Pharyngocutaneous fistula after laryngectomy – pectoralis major flap, yes or no?
09-11, 11:15–11:45 (Europe/Istanbul), Head & Neck Surgery 4

Background & Aim:

Pharyngocutaneous fistula (PCF) is the most common complication following salvage laryngectomy (SLE). The preventive use of a pectoralis major flap (PMF) is one strategy to reduce the incidence of PCF. The aim of this study was to evaluate whether the use of PMF in SLE reduces the incidence of PCF.

Material & Methods:

In this retrospective study, patients who underwent SLE were divided into two groups according to the presence or absence of PCF. The groups were compared with respect to the use of PMF using the chi-square and Fisher’s exact tests.

Results:

PCF developed in 39.3% of patients after SLE. Overall, a PMF was used in 34 patients (23.3%), including seven cases (20.6%) in which it was applied prophylactically.
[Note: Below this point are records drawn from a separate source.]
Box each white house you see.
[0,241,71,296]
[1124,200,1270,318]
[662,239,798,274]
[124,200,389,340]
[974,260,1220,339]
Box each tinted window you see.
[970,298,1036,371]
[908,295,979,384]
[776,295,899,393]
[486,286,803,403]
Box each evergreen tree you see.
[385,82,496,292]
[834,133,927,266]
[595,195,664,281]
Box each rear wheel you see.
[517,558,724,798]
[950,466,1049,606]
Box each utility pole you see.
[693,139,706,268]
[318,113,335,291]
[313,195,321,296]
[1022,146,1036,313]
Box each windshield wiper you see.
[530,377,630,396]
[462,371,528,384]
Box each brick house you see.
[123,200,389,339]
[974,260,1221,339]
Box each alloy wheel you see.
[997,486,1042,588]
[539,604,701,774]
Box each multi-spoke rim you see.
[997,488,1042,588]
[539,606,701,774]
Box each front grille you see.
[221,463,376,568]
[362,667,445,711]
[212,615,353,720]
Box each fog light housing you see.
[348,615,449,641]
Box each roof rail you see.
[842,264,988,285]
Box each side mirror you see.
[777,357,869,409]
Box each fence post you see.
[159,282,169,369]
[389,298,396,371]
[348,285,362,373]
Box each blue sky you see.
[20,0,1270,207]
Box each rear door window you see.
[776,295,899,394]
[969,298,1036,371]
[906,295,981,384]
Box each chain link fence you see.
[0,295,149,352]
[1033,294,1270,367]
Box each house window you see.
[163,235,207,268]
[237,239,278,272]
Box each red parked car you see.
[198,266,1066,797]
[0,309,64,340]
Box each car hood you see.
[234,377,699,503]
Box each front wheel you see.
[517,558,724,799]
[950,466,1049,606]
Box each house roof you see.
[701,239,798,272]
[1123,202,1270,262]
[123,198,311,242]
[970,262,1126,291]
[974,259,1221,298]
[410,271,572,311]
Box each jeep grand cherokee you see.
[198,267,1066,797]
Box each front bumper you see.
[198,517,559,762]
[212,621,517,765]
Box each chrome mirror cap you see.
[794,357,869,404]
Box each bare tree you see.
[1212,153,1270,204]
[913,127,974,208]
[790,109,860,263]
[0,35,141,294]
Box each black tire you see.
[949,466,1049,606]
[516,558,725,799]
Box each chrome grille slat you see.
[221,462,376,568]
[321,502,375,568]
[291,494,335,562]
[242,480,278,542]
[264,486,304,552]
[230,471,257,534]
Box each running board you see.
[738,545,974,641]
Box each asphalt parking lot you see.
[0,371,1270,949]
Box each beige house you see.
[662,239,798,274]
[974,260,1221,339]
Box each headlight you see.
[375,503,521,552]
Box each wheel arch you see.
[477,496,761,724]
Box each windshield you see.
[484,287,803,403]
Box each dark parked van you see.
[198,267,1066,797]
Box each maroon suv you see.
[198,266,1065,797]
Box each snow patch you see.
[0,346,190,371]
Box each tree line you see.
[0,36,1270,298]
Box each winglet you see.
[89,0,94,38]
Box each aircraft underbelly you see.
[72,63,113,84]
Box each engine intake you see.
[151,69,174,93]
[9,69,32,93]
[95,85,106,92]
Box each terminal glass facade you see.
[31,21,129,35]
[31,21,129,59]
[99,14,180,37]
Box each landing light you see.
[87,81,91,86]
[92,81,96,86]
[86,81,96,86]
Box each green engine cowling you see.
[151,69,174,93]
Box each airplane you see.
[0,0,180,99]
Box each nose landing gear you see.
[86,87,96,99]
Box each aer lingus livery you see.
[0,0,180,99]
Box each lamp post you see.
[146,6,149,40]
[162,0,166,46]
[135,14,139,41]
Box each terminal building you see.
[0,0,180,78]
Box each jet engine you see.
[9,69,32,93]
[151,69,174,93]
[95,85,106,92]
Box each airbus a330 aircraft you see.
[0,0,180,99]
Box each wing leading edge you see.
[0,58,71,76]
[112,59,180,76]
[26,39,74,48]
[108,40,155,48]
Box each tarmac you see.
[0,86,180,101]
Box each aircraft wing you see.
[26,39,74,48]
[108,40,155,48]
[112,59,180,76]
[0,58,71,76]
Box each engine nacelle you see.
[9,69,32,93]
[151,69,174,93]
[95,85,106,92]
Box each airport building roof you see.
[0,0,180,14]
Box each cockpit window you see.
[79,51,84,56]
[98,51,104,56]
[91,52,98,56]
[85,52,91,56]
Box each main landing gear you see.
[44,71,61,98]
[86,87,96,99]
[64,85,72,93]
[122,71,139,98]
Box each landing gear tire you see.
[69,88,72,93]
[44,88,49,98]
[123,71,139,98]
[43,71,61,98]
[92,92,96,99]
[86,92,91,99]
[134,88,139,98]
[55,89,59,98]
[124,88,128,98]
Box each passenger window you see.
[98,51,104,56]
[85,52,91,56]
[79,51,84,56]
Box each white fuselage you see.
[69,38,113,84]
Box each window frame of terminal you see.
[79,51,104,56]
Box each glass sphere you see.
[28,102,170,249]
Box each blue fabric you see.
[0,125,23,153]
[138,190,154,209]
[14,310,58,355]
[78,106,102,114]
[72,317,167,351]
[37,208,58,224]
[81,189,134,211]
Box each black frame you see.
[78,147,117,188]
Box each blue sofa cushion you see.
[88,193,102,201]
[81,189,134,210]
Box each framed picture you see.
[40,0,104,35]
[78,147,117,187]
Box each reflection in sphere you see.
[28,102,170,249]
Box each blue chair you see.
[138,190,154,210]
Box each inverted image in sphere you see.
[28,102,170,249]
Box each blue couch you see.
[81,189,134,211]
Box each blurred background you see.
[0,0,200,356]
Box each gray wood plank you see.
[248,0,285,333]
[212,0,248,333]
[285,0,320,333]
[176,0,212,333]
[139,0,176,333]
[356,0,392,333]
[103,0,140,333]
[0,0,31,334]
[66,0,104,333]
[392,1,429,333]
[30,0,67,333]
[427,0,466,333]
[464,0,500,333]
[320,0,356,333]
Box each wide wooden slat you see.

The use of PMF did not significantly reduce the incidence of PCF (p = 0.407). Furthermore, no significant differences were found between prophylactic and reconstructive use of PMF (p = 0.427 and p = 0.353, respectively).

Conclusions:

In our series, the preventive use of PMF in SLE did not reduce the incidence of PCF. However, the literature largely supports the effectiveness of vascularized flaps in preventing PCF; therefore, when risk factors are carefully considered, routine use of PMF remains justified.